Mirando o futuro, Myrna e Eneida esperam que, para os próximos festivais, a arrecadação de verbas, junto à iniciativa privada, garanta mais recursos para o evento. A organizadora lamenta que, apesar de ter conseguido autorização para captar, por meio da Lei Rouanet, mais de R$ 1 milhão para a produção do FICG, nenhum real foi viabilizado.

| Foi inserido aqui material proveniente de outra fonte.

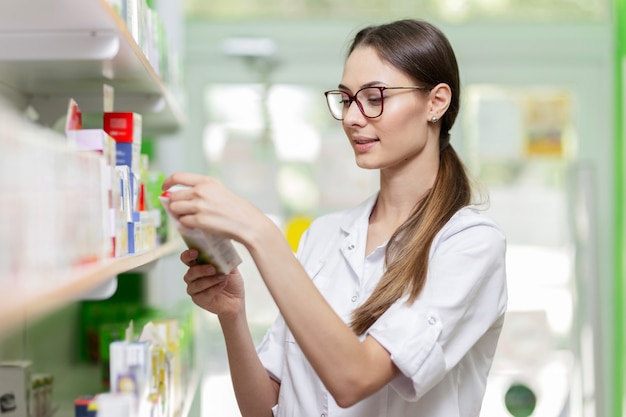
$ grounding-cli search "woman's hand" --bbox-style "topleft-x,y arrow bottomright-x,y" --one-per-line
163,172 -> 264,246
180,249 -> 245,317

“Elba esteve na primeira mostra, há 50 anos. E esta edição será encerrada com o show de Vanessa da Mata, tocando pela primeira vez em um espaço público de Campina Grande, num festival que foi criado e é dirigido por uma outra grande mulher. Por fim, não há como a gente pensar no desenvolvimento sem pensar na educação, na arte e na cultura”, conclui.

Programação/Fim de semana

 

HOJE, 14 de agosto:

  • Teatro Municipal Severino Cabral
  • 9h – Abertura: Entrega da medalha de Honra ao Mérito Municipal, concedida pela Câmara Municipal de Campina Grande.
  • 10h – Música: Recital de violino, Projeto Tamanquinhos das Artes.
  • 10h15 – Artes cênicas: Apresentações de teatro e dança, Projeto Tamanquinhos das Artes; Artes visuais: Exposição Pedagogia da Aprendizagem, Projeto Tamanquinhos das Arte; Expografia de Paulo Campos.
  • Parque Evaldo Cruz
  • 20h – Música: Luís Kiari.
  • 22h – Música: Elba Ramalho

 

AMANHÃ, 15 de agosto

  • Parque Evaldo Cruz
  • 16h – Teatro: Silêncio Total – Vem Chegando um Palhaço, Luiz Carlos Vasconcelos.
  • 19h – Música: Emerson Uray.
  • 21h – Música: Zé Filho e Moisés Freire.
  • Teatro Municipal Severino Cabral
  • 19h – Sessão Memória: Homenagem aos prefeitos de Campina Grande que passaram pela História dos 50 anos do Festival de Inverno.
  • 20h30 – Cultura Popular: Cia Livre de Dança, Grupo Caetés, Tropeiros da Borborema, Cia. Raízes, Ariús, Grupo Acauã da Serra, Grupo Caísca, Cabruá. Quadrilha junina convidada: Mistura Gostosa.
  • 21h – Dança: Nações Africanas, Balé da Cultura Negra do Recife (PE).

 

SÁBADO, 16 de agosto

  • Praça da Bandeira
  • 10h – Teatro: Um Conto de Amor Nordestino, Coletivo Teatral Sonhe que Dá (PB).
  • 12h – Música: Gitana Pimentel.
  • Feira Central
  • 11h – Música: Naninha.
  • Capela São Vicente de Paula
  • 16h – Solenidade: Missa de Ação de Graças do 50o FICG, com participação dos Grupos Folclóricos de Campina Grande e convidados.
  • Parque Evaldo Cruz
  • 16h – Dança: Mostra das Escolas e Academias de Dança de Campina Grande.
  • 18h – Dança: Gala Clássica e Vórtice, Cia. Municipal de Dança de João Pessoa.
  • 19h – Música: Nathália Belar
  • 21h – Música: Val Donato.
  • Teatro Severino Cabral
  • 20h – Teatro: Quem Sabe Ele Vem, Grupo Renascer (PB).

 

Domingo, 17 de agosto

  • Parque Evaldo Cruz
  • 15h – Dança: Batalha All Style de Inverno – CG.
  • 17h às 20h – Música: Coletivo do Rock.
  • Teatro Severino Cabral
  • 20h – Dança: Segundo G.H., Carina Nagib (SP).
  • 20h30 – Dança: Às vezes Eu Kahlo, Geda Cia. De Dança (RS).

*Matéria publicada originalmente na edição impressa do dia 14 de agosto de 2025.